All the while, this former godfather of China’s monopolized oil industry raked in billions in corruption for himself and his family.

The Goldilocks Solution

One can be sure that the coup and the assassination attempts, the crimes against humanity, and the terrorizing of China’s population will not even be mentioned when this nasty brute faces trial.

If these crimes are once admitted by the Chinese regime, the Chinese people will see the Chinese Communist Party as the real problem. Zhou’s crimes will be taken to be instances of a criminal system at work.

For the same reason, while Zhou will surely be charged with some corruption at his trial, no one will admit how much he really stole.

At the same time, Zhou must be punished.

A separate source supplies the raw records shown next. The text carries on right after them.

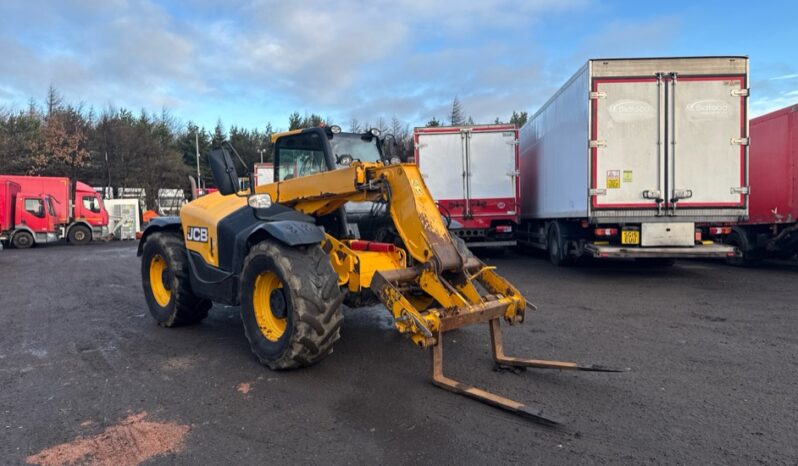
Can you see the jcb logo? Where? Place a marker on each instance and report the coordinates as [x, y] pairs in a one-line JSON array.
[[198, 234]]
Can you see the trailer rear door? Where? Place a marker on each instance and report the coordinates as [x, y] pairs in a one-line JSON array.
[[707, 149], [441, 159]]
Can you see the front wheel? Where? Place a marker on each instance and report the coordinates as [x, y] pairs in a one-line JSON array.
[[22, 240], [80, 235], [740, 241], [290, 304]]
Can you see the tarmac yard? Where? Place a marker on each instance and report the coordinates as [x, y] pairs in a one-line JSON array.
[[86, 376]]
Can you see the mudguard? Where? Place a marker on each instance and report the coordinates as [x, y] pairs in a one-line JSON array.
[[289, 232]]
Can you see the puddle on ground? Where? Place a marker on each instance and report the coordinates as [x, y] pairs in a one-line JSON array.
[[129, 443]]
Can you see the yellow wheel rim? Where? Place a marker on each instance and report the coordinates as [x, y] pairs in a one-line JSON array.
[[270, 305], [158, 276]]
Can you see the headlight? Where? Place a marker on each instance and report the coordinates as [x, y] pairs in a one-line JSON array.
[[259, 201]]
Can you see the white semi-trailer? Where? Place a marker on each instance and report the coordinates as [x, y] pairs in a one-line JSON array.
[[643, 158]]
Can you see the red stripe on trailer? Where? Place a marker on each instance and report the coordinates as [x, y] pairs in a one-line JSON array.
[[594, 150]]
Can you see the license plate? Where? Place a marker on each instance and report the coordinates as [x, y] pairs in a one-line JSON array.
[[630, 237]]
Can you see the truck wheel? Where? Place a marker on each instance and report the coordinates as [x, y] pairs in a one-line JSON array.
[[740, 241], [166, 281], [556, 247], [290, 304], [79, 235], [656, 262], [22, 240]]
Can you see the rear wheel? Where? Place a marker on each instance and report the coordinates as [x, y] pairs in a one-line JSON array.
[[80, 235], [22, 240], [167, 284], [556, 248], [290, 304], [662, 262]]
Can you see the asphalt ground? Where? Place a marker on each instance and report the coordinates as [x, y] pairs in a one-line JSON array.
[[87, 376]]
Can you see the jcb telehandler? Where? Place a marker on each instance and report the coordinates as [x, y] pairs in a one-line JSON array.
[[289, 254]]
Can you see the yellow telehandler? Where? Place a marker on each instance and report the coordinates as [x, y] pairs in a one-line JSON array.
[[290, 253]]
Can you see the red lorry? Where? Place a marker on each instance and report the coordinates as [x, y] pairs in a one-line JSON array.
[[472, 172], [38, 209], [771, 231]]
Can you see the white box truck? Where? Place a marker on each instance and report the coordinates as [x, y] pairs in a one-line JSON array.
[[643, 158], [472, 173]]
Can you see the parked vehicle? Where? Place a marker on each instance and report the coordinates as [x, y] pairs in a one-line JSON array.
[[77, 210], [264, 173], [642, 158], [26, 218], [771, 230], [472, 172]]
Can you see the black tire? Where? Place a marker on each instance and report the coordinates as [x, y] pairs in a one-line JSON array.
[[22, 240], [183, 306], [310, 304], [556, 248], [80, 235], [740, 241]]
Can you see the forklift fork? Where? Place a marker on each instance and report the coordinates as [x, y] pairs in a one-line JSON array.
[[534, 413]]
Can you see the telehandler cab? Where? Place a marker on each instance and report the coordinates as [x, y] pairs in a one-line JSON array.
[[288, 255]]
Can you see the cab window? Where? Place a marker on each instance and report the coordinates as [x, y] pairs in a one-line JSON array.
[[91, 203], [35, 207], [300, 155]]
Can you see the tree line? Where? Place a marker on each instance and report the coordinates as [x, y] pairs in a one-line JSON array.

If he is allowed to slip responsibility for the coup and the assassination attempts, then chaos will reign. Party discipline will vanish. A return to warlordism will be around the corner.

This is where Zhou’s dead first wife will prove to be convenient. Murder is serious. No one can object to Zhou Yongkang getting a stiff sentence for taking a life. Like Goldilocks with her porridge, the murder charge is not too hot and not too cold. It is just right.

Zhongnanhai will make sure the cadres know the real reasons for Zhou’s punishment, and they will draw the right conclusions.

The Chinese people will have the satisfaction of seeing the powerful Zhou Yongkang brought down, without grand corruption or extraordinary crimes inciting rebellious thoughts.

The Party will escape blame, for the moment.

Views expressed in this article are the opinions of the author and do not necessarily reflect the views of The Epoch Times.